As recently as 2007’s The Art of Attention, Revell wholly embraced the canon and values of the New American Poetry: “How I wish Charles Olson were my weatherman!” (17). In the last decade, however, he seems to have arrived at a more catholic view—not by making an abrupt change of tack, but by withdrawing to a place from which the differences between William Carlos Williams and, for example, Samuel Daniel and Edmund Spenser, Ted Hughes and Geoffrey Hill, seem to vanish, and canons become imaginary landscapes such as those Revell has traveled throughout his life, Arcadias classical (as in Arcady, his elegy for his sister, derived in part from Poussin’s neoclassical landscapes) and, more recently, English: the nostalgic pastoral England of Francis Kilvert. One could indeed read the book’s title as an echo of Rimbaud’s Drunken Boat, where dérèglement of the senses is replaced by the numinous allure of Albion. Formally, Revell’s Englishness manifests itself most straightforwardly in his use of the sonnet in several individual poems as well as the sequences “A Chaplet for Mary: Six Flowers” and “Homage to Samuel Daniel: Eight Sonnets.” Revell’s sonnets are loose and unrhymed; of the classical formal features they generally retain only the length of fourteen lines, the duration most familiar to Western lyric poetry. But more radically the poems turn from the form’s traditional aim of resisting the destructive force of time, the task of erecting Dante Gabriel Rosetti’s “moment’s monument,” and embrace time’s openness:

 

Time might be anything, even the least
Portion of shadow in the blaze, that helpless
Hare of darkness in the hawk’s world.
I’d forgotten, in the haste of me, to reach
Backwards into time one hand. Come along.
                                                                                     (“Rapture,” 26)

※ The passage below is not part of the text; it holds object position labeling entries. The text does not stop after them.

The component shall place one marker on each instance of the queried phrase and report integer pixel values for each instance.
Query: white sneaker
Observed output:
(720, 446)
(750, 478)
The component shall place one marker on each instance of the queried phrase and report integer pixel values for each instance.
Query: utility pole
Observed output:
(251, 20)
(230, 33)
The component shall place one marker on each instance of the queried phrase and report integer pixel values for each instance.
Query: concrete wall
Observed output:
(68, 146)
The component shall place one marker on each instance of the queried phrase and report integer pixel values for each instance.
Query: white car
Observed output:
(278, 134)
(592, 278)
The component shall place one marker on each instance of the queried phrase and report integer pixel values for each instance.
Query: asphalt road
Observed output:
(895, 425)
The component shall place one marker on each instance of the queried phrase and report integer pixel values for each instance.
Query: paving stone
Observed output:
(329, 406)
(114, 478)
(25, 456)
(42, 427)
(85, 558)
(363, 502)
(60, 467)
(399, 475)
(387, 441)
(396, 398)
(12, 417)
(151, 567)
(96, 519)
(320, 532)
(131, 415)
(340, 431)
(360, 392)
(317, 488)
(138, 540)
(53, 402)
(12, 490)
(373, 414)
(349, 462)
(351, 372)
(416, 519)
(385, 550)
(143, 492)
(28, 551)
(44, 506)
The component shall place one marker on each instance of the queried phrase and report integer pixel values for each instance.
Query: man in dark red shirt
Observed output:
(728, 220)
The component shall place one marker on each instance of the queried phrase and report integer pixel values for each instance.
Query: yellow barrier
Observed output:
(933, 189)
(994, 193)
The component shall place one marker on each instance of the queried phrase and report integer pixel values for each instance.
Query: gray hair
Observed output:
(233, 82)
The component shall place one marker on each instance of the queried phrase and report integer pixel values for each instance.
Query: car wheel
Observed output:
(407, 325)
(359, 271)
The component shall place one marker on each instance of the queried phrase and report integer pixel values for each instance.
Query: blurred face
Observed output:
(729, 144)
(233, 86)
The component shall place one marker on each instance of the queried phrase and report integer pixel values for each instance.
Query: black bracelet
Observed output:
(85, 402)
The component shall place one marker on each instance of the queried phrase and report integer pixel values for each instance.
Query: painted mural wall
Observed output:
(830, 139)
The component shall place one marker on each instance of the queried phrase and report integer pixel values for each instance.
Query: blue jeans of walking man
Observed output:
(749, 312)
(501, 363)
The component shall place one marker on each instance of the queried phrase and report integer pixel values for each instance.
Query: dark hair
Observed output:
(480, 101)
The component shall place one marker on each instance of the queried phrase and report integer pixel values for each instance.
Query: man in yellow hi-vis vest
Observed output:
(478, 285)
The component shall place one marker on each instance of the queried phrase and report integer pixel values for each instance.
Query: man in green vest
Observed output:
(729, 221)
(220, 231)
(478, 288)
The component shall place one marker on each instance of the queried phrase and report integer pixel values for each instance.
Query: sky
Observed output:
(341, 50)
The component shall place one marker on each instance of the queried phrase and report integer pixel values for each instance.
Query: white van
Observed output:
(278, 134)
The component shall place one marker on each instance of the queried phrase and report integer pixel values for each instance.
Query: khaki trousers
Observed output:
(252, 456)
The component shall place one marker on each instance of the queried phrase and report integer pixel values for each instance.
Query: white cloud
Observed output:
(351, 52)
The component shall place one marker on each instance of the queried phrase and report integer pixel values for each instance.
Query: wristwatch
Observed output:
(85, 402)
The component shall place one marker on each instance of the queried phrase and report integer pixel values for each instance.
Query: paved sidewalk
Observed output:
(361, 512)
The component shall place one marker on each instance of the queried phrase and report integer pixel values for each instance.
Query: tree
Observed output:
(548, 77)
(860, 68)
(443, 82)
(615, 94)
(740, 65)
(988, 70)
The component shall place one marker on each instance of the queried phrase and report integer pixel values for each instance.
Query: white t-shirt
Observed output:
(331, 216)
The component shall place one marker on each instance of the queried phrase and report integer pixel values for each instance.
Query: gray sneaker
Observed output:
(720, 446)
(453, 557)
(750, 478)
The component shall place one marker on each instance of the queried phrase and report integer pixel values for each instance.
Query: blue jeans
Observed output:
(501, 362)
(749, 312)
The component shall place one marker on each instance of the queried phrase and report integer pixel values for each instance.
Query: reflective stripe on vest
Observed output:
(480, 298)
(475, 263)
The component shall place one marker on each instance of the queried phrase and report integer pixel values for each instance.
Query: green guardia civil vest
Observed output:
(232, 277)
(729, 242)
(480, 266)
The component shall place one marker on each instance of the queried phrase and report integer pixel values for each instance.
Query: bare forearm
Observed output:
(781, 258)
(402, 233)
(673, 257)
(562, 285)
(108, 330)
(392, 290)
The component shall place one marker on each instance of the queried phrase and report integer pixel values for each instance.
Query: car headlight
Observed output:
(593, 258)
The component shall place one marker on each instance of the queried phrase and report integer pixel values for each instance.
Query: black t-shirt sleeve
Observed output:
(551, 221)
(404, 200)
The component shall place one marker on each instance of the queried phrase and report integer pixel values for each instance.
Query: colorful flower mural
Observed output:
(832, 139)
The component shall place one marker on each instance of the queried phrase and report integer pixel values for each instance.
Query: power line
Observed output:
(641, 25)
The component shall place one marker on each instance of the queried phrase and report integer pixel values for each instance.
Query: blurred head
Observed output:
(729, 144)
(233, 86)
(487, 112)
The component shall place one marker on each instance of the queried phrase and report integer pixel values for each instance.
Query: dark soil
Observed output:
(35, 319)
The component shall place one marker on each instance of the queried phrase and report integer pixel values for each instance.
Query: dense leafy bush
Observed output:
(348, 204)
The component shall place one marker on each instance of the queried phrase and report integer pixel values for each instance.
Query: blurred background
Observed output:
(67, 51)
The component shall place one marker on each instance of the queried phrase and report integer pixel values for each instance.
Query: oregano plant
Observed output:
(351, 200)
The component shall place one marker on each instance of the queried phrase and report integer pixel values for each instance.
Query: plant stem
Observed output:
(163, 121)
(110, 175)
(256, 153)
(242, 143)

And when one does come along, one finds oneself in the present:


I’ve seen a rainbow where no rain ever was
The colors were slain children of the wind
Alive again because time might be anything,
And earth a broken astrolabe
Plunged into blackness by force of sunlight
These latter days.
                                                                                                (26)

 

“The gospel according to this moment,” as Revell quotes Henry David Thoreau—kerygma again. I imagine Revell’s Christianity is an unusual pill to swallow for believers and non-believers alike, because it manifests itself almost entirely in the kerygmatic act. There is little biblical or doctrinal content in Revell’s poems and prose; his Christianity, like that of Anne Hutchinson (whose testimony Revell memorably engages in “Outbreak,” from 1998’s There are Three) is antinomian: it believes that grace releases one from law—much as, in Revell’s poetry, gestural grace releases the poem from the “laws” of formal closure. So his kerygma, as Robert Creeley would say, “denies its end in any descriptive act, I mean any act which leaves the attention outside” itself (Collected Essays, 473). Therefore, those for whom questions of Christian theology have purchase would be frustrated by his having little to say directly, while those who do not would feel suspicious—what’s he hiding?

            But Revell is a poet who renounces guile: “Who would wish to be known as crafty?” (Art, 13). And if it may strike some as unreasonable to dismiss wily Odysseus and elevate his literary descendant pious Aeneas on the basis of their epithets (as Revell does in his prose), that unreasonableness has also has resulted in a body of work unique in its commitment to simplicity not only as a literary style, but as a philosophical position as well—a “stance toward reality,” as Olson would say. Revell’s poetry admits no distinction between real and ideal, even for the sake of its subversion: “Fact is, faith is, appearance and reality remain tenderly intimate at the origin of poems,” (Art, 12). The present realizes eternity.

 

Stephen Williams is a poet living in Chicago. He edits Aurochs.